Despite these positive reports, poor internet connectivity impacted some students' experience of the virtual placement. This finding correlates with reports from the Office for Students (2020), identifying how the rapid shift to remote learning created issues around digital access, which students require to facilitate virtual learning. These issues were linked to inequalities in access to equipment and digital infrastructure.
Conclusion
The virtual placement is a viable pedagogy for enhancing the application of theory to practice, as well as addressing capacity concerns. This article presents a multidimensional virtual placement based on Miller's (1990) pyramid of learning and supported by various learning theories. It incorporated an array of multimedia technologies to replicate real-life experiences and promote problem-based learning.
The absence of real patients or deterioration created a safe environment within which students were able to explore theory and how it linked to practice. To further support the application of theory to practice, each scenario, lesson and case study was designed against specific learning objectives, linked to student proficiencies.

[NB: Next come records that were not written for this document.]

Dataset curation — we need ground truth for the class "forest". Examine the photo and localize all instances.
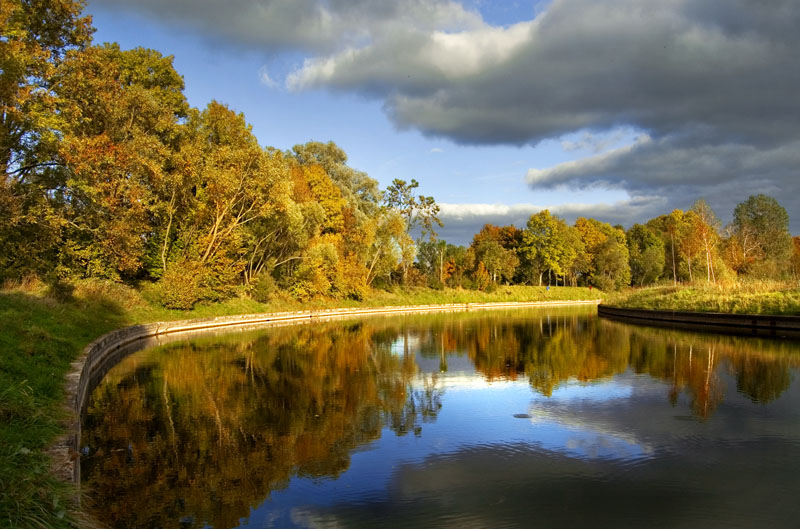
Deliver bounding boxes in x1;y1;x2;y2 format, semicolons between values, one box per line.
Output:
3;0;799;310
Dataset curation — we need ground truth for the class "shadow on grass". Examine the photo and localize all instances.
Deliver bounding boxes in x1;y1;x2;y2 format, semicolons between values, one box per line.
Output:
0;289;131;529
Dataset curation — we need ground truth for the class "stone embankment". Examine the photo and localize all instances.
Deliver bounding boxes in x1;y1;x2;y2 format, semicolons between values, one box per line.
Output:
598;304;800;338
54;299;600;484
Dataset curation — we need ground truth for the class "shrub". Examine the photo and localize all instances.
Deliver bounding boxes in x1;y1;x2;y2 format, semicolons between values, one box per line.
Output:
250;273;278;303
157;262;204;309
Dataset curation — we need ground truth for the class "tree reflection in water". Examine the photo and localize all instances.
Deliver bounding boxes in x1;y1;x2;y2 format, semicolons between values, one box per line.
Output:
82;309;800;528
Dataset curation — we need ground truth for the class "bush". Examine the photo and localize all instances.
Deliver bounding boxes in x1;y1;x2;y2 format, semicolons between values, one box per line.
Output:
157;262;204;309
473;262;491;291
250;273;278;303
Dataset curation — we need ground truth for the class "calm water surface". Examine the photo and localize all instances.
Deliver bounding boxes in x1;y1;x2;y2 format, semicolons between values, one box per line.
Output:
82;307;800;528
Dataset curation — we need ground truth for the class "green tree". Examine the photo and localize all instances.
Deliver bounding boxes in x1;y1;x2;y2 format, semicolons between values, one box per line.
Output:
627;224;665;286
728;194;793;277
521;210;575;286
575;217;630;289
383;178;443;241
382;178;442;283
469;224;519;285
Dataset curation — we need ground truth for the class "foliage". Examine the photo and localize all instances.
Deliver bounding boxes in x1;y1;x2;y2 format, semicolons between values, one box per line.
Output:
725;194;793;277
627;224;665;286
468;224;519;285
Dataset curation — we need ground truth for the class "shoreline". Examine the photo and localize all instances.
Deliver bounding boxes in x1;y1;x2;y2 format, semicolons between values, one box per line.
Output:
54;299;601;487
598;304;800;339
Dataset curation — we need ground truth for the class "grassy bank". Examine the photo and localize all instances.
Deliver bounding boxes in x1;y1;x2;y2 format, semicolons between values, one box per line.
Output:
0;280;600;529
607;281;800;315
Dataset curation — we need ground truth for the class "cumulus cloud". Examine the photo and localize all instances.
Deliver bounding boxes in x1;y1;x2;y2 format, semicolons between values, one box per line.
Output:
92;0;800;231
88;0;483;52
288;0;800;146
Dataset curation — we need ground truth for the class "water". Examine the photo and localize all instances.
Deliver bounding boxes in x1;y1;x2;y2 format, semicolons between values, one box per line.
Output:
81;307;800;528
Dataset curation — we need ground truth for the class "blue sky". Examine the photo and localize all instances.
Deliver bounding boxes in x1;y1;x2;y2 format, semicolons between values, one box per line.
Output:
85;0;800;243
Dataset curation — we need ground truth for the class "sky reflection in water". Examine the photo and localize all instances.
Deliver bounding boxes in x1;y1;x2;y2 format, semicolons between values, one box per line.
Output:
82;307;800;528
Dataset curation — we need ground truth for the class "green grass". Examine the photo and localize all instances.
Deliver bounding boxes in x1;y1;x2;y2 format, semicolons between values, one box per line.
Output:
607;280;800;315
0;280;601;528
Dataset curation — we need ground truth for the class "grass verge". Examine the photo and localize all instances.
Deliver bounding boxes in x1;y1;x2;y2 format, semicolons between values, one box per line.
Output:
607;280;800;315
0;280;601;528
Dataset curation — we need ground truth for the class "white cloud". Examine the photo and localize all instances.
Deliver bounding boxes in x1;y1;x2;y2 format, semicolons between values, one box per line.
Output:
258;66;279;89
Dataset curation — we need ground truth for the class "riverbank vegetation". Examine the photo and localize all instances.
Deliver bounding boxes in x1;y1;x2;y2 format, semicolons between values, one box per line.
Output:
0;279;599;528
608;281;800;315
3;1;798;317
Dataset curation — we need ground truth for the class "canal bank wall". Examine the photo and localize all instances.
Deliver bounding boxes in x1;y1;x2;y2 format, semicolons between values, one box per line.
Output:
54;299;601;485
598;304;800;339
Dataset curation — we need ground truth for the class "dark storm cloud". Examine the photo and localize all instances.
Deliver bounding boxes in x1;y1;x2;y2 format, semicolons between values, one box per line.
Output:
291;0;800;146
526;135;800;232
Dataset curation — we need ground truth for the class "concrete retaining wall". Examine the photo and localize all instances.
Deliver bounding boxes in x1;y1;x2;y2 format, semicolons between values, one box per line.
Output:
598;304;800;338
52;299;600;484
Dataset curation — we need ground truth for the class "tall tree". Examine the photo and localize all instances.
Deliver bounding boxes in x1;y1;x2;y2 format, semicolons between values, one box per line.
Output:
55;44;189;278
0;0;93;279
575;217;630;290
468;224;519;285
383;178;442;282
687;199;721;283
521;210;583;286
627;224;665;286
728;194;793;277
292;141;380;218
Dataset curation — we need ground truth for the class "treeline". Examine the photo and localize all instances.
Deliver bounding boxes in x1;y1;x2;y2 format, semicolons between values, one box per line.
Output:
2;1;798;309
1;1;444;307
418;195;798;292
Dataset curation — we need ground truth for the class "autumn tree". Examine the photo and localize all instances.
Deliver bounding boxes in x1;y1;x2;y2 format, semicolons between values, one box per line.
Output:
364;208;409;287
292;141;380;218
54;44;189;278
520;210;581;286
468;224;520;285
0;0;93;279
685;199;721;283
156;102;290;307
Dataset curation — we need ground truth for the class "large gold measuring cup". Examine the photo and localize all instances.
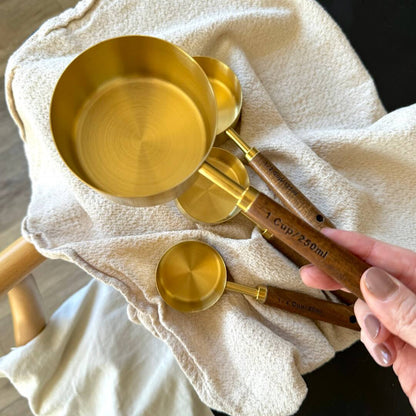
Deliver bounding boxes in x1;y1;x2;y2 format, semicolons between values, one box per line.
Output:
51;36;217;207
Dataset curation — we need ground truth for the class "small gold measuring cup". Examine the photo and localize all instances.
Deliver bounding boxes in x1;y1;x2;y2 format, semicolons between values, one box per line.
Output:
156;240;358;330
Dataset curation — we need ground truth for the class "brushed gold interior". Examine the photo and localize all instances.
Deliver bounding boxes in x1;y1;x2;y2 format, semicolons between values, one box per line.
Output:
74;77;206;197
156;241;269;313
51;36;216;206
176;147;249;224
194;56;242;142
156;241;227;312
210;78;239;134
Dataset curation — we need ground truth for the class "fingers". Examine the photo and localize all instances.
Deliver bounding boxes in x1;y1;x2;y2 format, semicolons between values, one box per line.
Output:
354;299;395;366
356;294;416;410
360;330;396;367
299;264;343;290
301;228;416;292
361;267;416;349
321;228;416;292
354;299;391;344
354;298;400;369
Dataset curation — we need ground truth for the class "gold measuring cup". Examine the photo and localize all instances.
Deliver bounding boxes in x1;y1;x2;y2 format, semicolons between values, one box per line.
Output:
194;56;335;230
50;36;370;299
51;36;217;207
156;241;359;330
176;147;249;224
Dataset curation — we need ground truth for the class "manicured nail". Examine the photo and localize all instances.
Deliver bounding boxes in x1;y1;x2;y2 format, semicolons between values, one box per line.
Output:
321;227;335;235
374;343;393;366
299;264;313;273
363;267;399;300
364;314;380;340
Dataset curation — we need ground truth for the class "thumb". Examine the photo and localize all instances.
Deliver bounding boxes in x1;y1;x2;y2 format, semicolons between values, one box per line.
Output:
361;267;416;348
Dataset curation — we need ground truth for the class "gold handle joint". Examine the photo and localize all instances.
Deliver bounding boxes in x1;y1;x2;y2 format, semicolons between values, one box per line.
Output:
237;187;258;212
226;128;256;157
199;162;259;212
256;285;268;303
226;281;268;303
245;147;259;161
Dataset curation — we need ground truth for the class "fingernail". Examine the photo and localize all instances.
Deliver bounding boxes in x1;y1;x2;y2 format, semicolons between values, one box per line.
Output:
364;314;380;339
363;267;399;300
374;343;393;366
299;264;313;273
320;228;336;237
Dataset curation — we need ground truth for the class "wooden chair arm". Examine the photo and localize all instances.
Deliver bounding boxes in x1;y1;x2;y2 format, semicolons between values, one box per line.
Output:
0;236;46;295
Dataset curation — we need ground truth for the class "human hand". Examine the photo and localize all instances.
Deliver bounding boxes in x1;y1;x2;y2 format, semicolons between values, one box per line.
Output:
300;228;416;411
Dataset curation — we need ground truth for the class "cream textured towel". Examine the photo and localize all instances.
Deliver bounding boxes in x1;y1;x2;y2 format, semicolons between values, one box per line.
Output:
6;0;416;415
0;279;213;416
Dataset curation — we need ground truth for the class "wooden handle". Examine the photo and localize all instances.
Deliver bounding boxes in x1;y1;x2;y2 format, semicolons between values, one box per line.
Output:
330;290;357;306
262;232;358;305
264;286;359;330
247;152;358;304
263;231;309;267
244;193;368;299
0;237;46;295
249;151;335;230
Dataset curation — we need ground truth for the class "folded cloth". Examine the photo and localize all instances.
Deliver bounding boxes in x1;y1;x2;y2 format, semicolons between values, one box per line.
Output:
5;0;416;415
0;279;213;416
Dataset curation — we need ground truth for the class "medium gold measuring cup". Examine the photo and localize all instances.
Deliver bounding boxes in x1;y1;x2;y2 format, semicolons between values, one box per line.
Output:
176;147;249;224
156;240;359;330
50;36;370;299
194;56;334;230
177;147;309;265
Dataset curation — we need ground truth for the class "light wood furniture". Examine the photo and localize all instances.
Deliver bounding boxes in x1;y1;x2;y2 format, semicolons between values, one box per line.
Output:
0;237;47;346
0;237;46;295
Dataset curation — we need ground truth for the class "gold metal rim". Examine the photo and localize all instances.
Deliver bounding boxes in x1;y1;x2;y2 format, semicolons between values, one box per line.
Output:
194;56;242;137
156;240;227;313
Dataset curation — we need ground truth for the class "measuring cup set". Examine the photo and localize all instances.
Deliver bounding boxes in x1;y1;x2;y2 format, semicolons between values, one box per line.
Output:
51;35;367;330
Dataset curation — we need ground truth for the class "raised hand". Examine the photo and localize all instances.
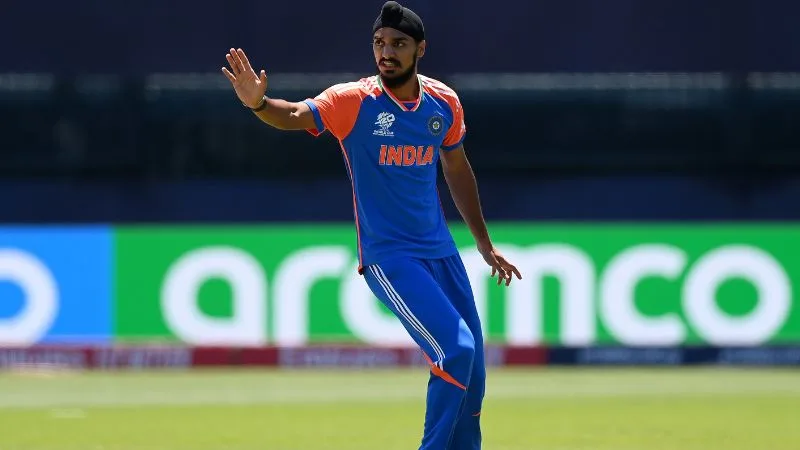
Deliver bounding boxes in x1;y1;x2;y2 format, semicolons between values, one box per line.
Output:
221;48;268;109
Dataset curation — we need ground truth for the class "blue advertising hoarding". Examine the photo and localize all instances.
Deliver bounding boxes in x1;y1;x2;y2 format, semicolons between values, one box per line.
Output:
0;227;112;344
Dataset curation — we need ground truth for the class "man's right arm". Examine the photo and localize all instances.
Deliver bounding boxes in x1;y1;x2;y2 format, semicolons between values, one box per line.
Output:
222;48;319;133
247;96;316;131
222;48;363;139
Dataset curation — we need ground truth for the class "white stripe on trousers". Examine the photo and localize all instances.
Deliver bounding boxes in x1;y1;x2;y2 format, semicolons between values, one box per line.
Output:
370;265;446;369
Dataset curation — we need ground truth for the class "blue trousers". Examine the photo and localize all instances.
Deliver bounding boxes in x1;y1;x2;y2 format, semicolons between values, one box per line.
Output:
364;254;485;450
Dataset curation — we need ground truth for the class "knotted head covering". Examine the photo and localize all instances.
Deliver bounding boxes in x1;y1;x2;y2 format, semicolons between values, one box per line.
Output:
372;1;425;42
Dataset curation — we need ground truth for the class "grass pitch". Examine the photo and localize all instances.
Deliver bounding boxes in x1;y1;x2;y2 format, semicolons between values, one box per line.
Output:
0;367;798;450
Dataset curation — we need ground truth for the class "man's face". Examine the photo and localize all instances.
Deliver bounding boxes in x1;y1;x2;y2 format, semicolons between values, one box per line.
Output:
373;27;425;88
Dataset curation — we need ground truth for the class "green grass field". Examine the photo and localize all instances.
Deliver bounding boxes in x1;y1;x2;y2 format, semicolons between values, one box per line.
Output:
0;367;798;450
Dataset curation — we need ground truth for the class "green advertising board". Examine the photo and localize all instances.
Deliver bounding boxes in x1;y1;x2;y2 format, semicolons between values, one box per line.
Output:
113;224;800;346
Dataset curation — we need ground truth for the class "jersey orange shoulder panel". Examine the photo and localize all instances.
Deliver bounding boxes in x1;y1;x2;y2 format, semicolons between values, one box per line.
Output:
306;77;381;141
420;75;466;148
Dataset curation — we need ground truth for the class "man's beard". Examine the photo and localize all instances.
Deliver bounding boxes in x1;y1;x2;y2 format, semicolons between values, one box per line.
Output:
379;53;418;89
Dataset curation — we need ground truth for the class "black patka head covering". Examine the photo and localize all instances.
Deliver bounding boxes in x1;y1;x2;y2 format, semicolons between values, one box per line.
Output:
373;1;425;42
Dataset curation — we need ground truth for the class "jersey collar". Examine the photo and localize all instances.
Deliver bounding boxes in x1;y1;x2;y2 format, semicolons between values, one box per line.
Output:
376;74;423;112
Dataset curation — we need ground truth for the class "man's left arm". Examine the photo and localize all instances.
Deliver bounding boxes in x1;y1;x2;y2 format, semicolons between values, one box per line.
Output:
440;145;521;285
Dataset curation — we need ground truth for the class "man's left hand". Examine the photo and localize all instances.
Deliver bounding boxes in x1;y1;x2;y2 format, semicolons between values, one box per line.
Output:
478;243;522;286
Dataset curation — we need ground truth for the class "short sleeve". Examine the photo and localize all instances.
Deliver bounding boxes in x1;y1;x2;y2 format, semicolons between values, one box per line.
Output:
441;94;466;151
304;83;365;141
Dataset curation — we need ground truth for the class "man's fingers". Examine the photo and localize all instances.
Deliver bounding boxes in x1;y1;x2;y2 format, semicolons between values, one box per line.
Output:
231;48;247;74
487;255;507;285
492;266;499;284
225;53;240;75
237;48;253;72
501;264;521;286
221;67;236;83
235;52;247;74
486;252;521;287
495;265;506;285
259;70;267;85
499;258;521;279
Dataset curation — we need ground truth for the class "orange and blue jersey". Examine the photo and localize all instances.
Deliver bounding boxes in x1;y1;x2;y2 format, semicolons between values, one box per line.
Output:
304;74;466;274
305;74;485;450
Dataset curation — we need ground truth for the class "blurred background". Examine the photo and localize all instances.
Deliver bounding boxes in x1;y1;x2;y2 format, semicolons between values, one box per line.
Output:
2;0;800;220
1;0;799;363
1;2;799;449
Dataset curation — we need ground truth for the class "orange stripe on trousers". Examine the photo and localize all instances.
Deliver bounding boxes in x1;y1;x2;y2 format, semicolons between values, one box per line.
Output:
422;353;466;390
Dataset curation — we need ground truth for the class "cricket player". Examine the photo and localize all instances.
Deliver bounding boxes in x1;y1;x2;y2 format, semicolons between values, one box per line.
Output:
222;2;521;448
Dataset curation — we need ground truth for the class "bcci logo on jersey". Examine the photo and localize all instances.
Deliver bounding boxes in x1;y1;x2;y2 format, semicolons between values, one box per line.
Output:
428;115;444;136
373;112;395;137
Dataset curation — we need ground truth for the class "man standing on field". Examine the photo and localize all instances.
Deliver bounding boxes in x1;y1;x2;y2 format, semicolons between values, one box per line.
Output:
221;2;521;448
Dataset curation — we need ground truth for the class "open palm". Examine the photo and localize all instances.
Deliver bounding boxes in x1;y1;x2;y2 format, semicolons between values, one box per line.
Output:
221;48;267;109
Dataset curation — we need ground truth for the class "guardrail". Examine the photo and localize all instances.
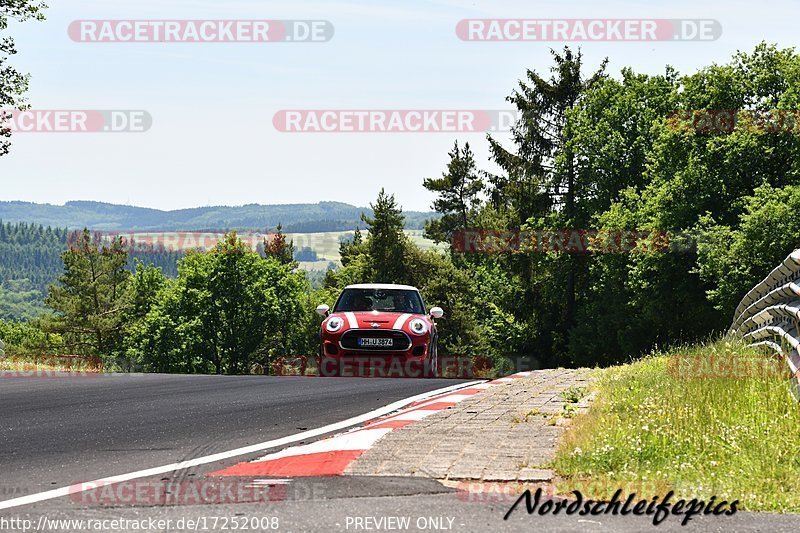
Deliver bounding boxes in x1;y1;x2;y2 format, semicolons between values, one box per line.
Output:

This innovative pedagogy looks to provide an alternative to the student nurse placement experience, while improving patient care by enhancing the application of theory to practice.
KEY POINTS
- Simulated placements provide the opportunity for students to demonstrate knowledge, skills and attitudes, prior to applying them in clinical practice
- Simulated placements reinforce the application of theory to practice by considering the theory before, during and/or after an immersive experience
- Simulated placements support retention of learning through repetition, as well as through learning in context
- Simulated placements can target learning according to student proficiencies
- Virtual placements can be created using an array of activities and multimedia
CPD reflective questions
- What activities and resources could you use to enhance your students' learning experience, as well as their ability to apply theory to practice? Consider virtual, hybrid and face-to-face approaches
- What could you implement in your teaching to support clinical placements regarding meeting Nursing and Midwifery Council competencies and proficiencies?
- How could you measure and monitor the application of theory to practice in your students?